“Imagem: Arquivo Pessoal/Rubens Oliveira”
“Imagem: Arquivo Pessoal/Rubens Oliveira”
Imagem: Arquivo Pessoal/Rubens Oliveira

“É como conversamos e nos expressamos: comprando merda.”

Agora que já assisti dois episódios de Black Mirror posso afirmar: essa série é uma crítica em formato audiovisual à sociedade atual. E o melhor de tudo é que as críticas ficam claras nos episódios.

No segundo episódio de Black Mirror somos levados a um complexo, onde milhares de pessoas tem somente um dever a cumprir: passar o seu dia pedalando em bicicletas para gerar energia. Aqui já temos a primeira crítica do episódio: A mesmice do dia-a-dia do ser humano. Vemos a vida de um rapaz, Bing, e como ele passa o seu dia, indo da sua cela – um local totalmente tecnológico – para o local de trabalho, onde pedala parar gerar energia e acumula milhas, que são usadas para comprar sua comida, produtos para higiene e outras coisas disponíveis no seu sistema totalmente computadorizado e tecnológico. Um fato interessante é que quando Bing está na sua cela, banheiro, ou qualquer outro lugar que tenha uma tela digital, comerciais começam a passar de acordo com os seus gostos, e se o Bing quiser não ver estes comerciais, ele deve utilizar uma quantia de suas milhas como forma de pagamento. Isso também é uma crítica, pois se quisermos ter qualquer regalia, como serviços sem comerciais nos dias atuais, nos temos que pagar uma taxa a mais.

Bing, diante da mesmice de sempre, se apaixona por uma novata do seu complexo, chamada Abi, porém não sabe como se comunicar com ela, como expressar seus sentimentos; e isso é o que acontece atualmente. Passamos tanto tempo tendo uma vida social online nas redes sociais, que esquecemos como é se comunicar pessoalmente com uma pessoa. Bing só supera este problema quando no almoço, Abi tem um problema com a máquina de comidas e Bing a ajuda. A partir daí o relacionamento deles só cresce e Bing sabendo como é bela a voz da Abi, resolve comprar para ela, utilizando suas 15 mil milhas acumuladas, um ingresso para um  reality show chamado “O Popular”, que na sociedade deles, é a única forma de ascender e ter uma vida a mais do que pedalar bicicletas pra gerar energia.

“Imagem: Arquivo Pessoal/Rubens Oliveira”
“Imagem: Arquivo Pessoal/Rubens Oliveira”
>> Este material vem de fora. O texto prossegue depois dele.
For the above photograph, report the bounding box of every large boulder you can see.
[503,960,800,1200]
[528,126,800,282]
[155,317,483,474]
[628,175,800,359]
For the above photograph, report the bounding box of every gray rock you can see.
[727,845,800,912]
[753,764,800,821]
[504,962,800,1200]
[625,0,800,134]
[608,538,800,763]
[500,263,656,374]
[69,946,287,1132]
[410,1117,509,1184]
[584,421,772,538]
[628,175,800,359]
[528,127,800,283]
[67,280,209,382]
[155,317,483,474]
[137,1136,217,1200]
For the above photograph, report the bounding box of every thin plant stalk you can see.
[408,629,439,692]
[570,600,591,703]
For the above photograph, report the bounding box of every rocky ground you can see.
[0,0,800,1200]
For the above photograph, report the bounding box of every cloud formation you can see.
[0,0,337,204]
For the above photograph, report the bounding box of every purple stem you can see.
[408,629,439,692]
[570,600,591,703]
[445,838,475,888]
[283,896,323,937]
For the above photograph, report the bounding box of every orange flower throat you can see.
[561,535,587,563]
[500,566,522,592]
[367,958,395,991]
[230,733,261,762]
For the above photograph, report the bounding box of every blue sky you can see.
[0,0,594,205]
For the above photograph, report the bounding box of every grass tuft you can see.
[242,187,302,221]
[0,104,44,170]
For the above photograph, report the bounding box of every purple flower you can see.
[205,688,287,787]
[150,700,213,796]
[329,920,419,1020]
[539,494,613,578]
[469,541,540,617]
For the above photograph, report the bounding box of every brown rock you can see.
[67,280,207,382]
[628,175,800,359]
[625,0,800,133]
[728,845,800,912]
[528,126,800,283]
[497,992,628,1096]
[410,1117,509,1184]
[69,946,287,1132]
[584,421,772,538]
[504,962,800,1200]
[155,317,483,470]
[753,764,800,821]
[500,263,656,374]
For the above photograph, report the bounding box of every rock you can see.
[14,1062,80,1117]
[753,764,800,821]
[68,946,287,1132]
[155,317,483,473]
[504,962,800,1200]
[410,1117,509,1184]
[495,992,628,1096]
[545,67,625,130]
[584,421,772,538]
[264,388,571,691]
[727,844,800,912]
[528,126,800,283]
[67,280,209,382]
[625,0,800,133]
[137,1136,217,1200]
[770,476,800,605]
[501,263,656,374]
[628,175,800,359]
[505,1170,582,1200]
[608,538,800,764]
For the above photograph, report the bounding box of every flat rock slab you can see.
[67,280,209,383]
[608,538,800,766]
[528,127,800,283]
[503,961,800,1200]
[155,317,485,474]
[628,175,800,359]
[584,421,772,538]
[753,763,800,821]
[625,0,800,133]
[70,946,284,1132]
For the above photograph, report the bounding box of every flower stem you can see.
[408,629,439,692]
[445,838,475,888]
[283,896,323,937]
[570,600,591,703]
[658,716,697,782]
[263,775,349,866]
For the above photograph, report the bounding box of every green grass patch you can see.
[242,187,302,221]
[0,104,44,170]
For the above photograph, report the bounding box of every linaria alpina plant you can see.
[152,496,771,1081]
Já na área de seleção para o reality, vemos Bing e Aby esperando juntos com várias outras pessoas que também querem ascender socialmente. Algumas estão lá a mais de uma semana esperando, e para a surpresa de Aby e também para a nossa, ela já é de cara escolhida para ir se apresentar no palco, pois ela tem de longe uma “beleza exuberante”. Aqui vai mais uma crítica: na sociedade atual as oportunidades não são iguais para todos. Após se apresentar, Abby é destruída por críticas machistas dos jurados. Falando que cantar não é o seu maior dom, e sim a sua beleza, oferecendo para ela um lugar em um dos canais de entretenimento do complexo onde vive: um canal pornô. Desta vez a crítica é clara e forte: na sociedade atual só importa as qualidades que os outros veem em você, não importa o que você realmente gosta. Você fará o que eles acham certo para você, e só lhe resta aceitar isso. E é o que acontece com a Abby.
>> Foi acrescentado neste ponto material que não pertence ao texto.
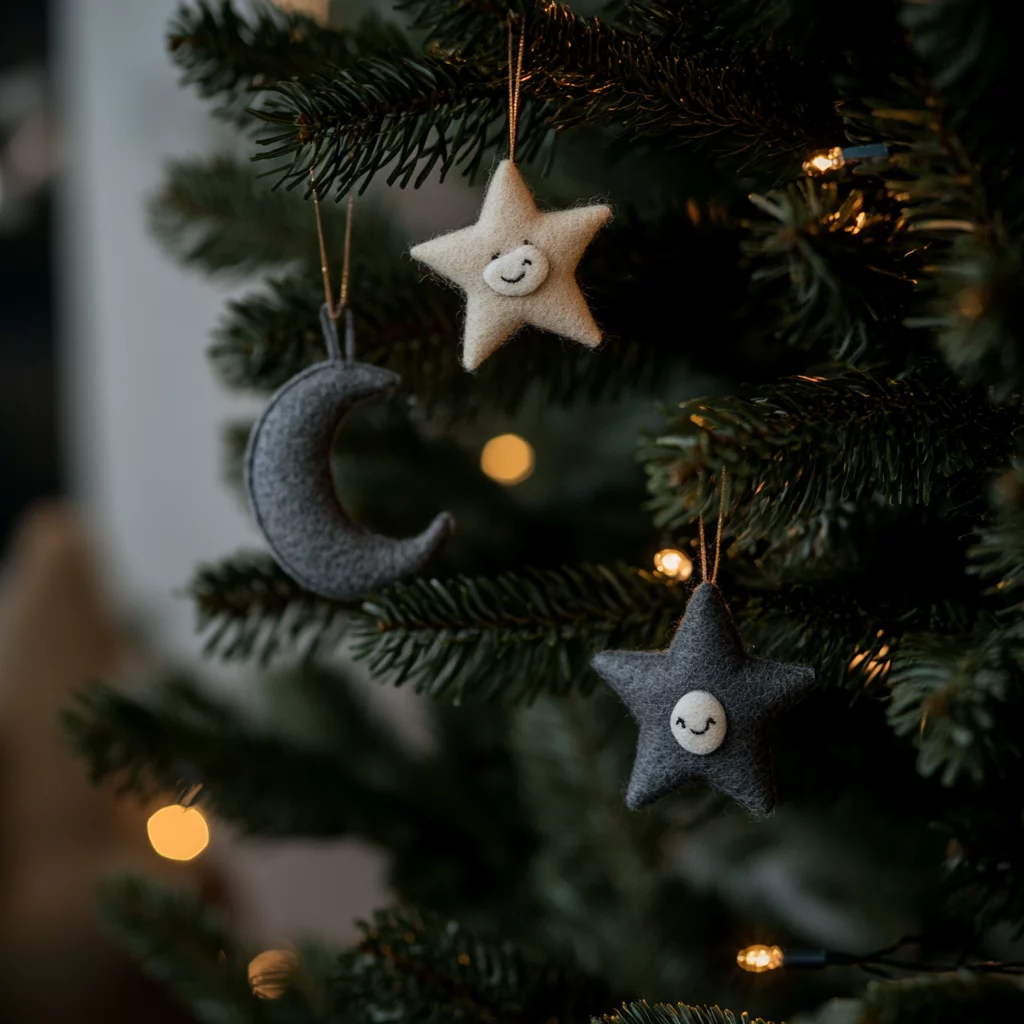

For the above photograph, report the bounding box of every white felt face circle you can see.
[483,242,551,296]
[671,690,725,754]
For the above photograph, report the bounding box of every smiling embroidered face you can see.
[483,240,551,296]
[670,690,725,755]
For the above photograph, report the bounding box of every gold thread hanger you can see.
[309,167,355,322]
[309,174,355,362]
[697,466,726,586]
[508,11,526,164]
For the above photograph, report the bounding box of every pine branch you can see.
[187,553,355,665]
[150,157,337,275]
[901,0,1024,224]
[851,972,1024,1024]
[743,178,912,365]
[62,677,427,846]
[338,908,603,1024]
[594,1001,768,1024]
[642,366,1020,544]
[211,203,745,419]
[259,2,839,194]
[103,878,607,1024]
[938,790,1024,938]
[888,626,1024,785]
[851,88,1024,401]
[512,691,722,991]
[970,459,1024,598]
[730,573,973,693]
[100,876,262,1024]
[167,0,409,125]
[353,565,686,702]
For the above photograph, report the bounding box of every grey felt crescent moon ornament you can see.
[245,305,455,601]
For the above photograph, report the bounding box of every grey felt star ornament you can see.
[411,160,611,370]
[593,583,814,818]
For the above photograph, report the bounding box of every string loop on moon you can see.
[321,302,355,362]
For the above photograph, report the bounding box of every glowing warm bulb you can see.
[145,804,210,860]
[654,548,693,580]
[736,945,782,974]
[249,949,299,999]
[804,145,846,175]
[480,434,534,487]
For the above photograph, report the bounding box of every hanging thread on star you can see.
[411,16,611,371]
[592,468,814,818]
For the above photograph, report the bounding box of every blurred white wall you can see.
[54,0,384,942]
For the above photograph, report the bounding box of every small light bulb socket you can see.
[782,947,834,971]
[804,142,889,177]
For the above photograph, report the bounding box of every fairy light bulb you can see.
[145,804,210,860]
[480,434,534,487]
[654,548,693,580]
[249,949,299,999]
[736,945,783,974]
[804,145,846,176]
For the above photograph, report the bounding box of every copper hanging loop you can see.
[711,466,726,584]
[697,477,708,583]
[309,167,355,321]
[309,176,355,362]
[508,11,526,164]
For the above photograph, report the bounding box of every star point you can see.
[410,160,611,370]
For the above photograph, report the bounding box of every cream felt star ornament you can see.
[412,160,611,370]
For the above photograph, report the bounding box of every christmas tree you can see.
[66,0,1024,1024]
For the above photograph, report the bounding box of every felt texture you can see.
[245,315,454,601]
[669,690,729,755]
[412,160,611,370]
[593,583,814,818]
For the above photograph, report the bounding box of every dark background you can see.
[0,0,61,550]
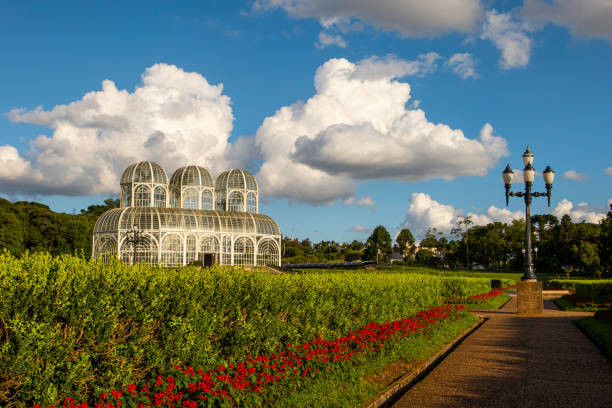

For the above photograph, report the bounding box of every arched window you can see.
[170,189,181,208]
[221,237,232,265]
[200,236,220,266]
[185,235,196,265]
[234,237,255,265]
[134,185,151,207]
[153,186,166,208]
[227,191,244,211]
[94,236,117,264]
[257,239,280,265]
[183,189,198,210]
[162,234,183,266]
[247,193,257,213]
[202,190,213,210]
[120,234,158,265]
[121,184,132,207]
[216,193,226,211]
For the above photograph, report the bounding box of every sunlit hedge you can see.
[0,254,490,406]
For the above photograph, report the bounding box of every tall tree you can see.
[451,215,474,268]
[395,228,414,254]
[364,225,392,261]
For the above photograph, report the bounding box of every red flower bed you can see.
[34,304,466,408]
[446,290,504,304]
[563,295,612,309]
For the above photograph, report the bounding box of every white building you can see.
[93,161,281,266]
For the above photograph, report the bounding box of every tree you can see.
[364,225,392,261]
[451,215,474,268]
[395,228,414,255]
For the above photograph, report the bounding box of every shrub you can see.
[574,280,612,303]
[0,253,489,406]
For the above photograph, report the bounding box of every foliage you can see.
[0,198,119,256]
[364,225,392,261]
[43,305,465,408]
[574,279,612,303]
[0,252,490,407]
[576,317,612,360]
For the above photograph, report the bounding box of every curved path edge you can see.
[364,317,489,408]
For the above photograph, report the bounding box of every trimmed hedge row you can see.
[575,280,612,303]
[0,253,490,407]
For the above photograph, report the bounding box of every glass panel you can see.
[185,235,196,264]
[121,184,132,207]
[221,237,232,265]
[183,189,198,210]
[120,234,158,265]
[216,193,225,211]
[234,237,254,265]
[161,234,183,266]
[202,190,213,210]
[257,239,280,265]
[154,187,166,208]
[134,185,151,207]
[228,191,244,211]
[247,193,257,213]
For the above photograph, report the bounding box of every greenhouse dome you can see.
[170,166,215,210]
[120,161,168,207]
[92,161,281,266]
[215,169,259,213]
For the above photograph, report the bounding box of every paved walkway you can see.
[393,297,612,408]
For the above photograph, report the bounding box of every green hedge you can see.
[574,280,612,303]
[547,279,581,289]
[0,253,490,407]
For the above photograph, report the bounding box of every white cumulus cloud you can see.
[253,0,482,37]
[552,198,611,224]
[480,10,531,69]
[315,31,346,48]
[256,59,508,204]
[522,0,612,40]
[403,193,525,237]
[563,170,589,183]
[444,52,478,79]
[343,196,376,207]
[0,64,234,195]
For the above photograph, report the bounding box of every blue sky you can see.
[0,0,612,241]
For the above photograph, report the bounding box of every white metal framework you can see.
[93,162,281,266]
[215,169,259,213]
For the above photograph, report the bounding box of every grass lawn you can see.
[272,313,478,408]
[574,317,612,360]
[465,293,511,310]
[553,297,608,312]
[302,266,523,282]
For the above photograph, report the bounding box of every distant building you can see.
[93,161,281,266]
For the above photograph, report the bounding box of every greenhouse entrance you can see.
[202,254,215,266]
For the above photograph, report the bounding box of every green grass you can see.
[553,297,608,312]
[465,293,511,310]
[575,317,612,360]
[302,266,523,282]
[273,313,478,408]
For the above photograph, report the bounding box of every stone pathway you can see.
[393,297,612,408]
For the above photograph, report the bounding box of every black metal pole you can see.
[521,182,536,281]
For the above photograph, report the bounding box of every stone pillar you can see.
[516,281,544,317]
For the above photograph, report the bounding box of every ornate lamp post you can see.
[502,146,555,281]
[125,224,144,265]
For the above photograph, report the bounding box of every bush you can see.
[0,253,489,407]
[574,280,612,303]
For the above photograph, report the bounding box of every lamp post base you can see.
[516,279,544,317]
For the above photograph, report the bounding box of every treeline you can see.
[0,198,119,257]
[283,206,612,277]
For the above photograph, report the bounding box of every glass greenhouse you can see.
[93,161,281,266]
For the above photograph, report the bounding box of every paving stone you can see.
[393,297,612,408]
Depois do que acontece o episódio atinge o seu ápice. Bing simplesmente não acreditando no que aconteceu, se revolta, quer alertar as pessoas sobre o sistema e o que ele está impondo. Controlando o seu modo de vida, limitando suas escolhas e tornando eles em nada mais do que um produto, que come, dorme e trabalha. Acho que nem preciso falar o quão parecido é esta situação com os dias de hoje. E em off aqui com a gente: esse episódio é de 2011!

Enfim, determinado em comprar um ticket para o reality e falar na frente dos jurados e de todos, o que acha do sistema, ele começa a trabalhar cada vez mais para acumular as 15 mil milhas. Se privando de refeições, higiene e regalias. Após mais de 2 meses ele consegue a quantia e compra o ticket para o programa.

“Imagem: Arquivo Pessoal/Rubens Oliveira”
“Imagem: Arquivo Pessoal/Rubens Oliveira”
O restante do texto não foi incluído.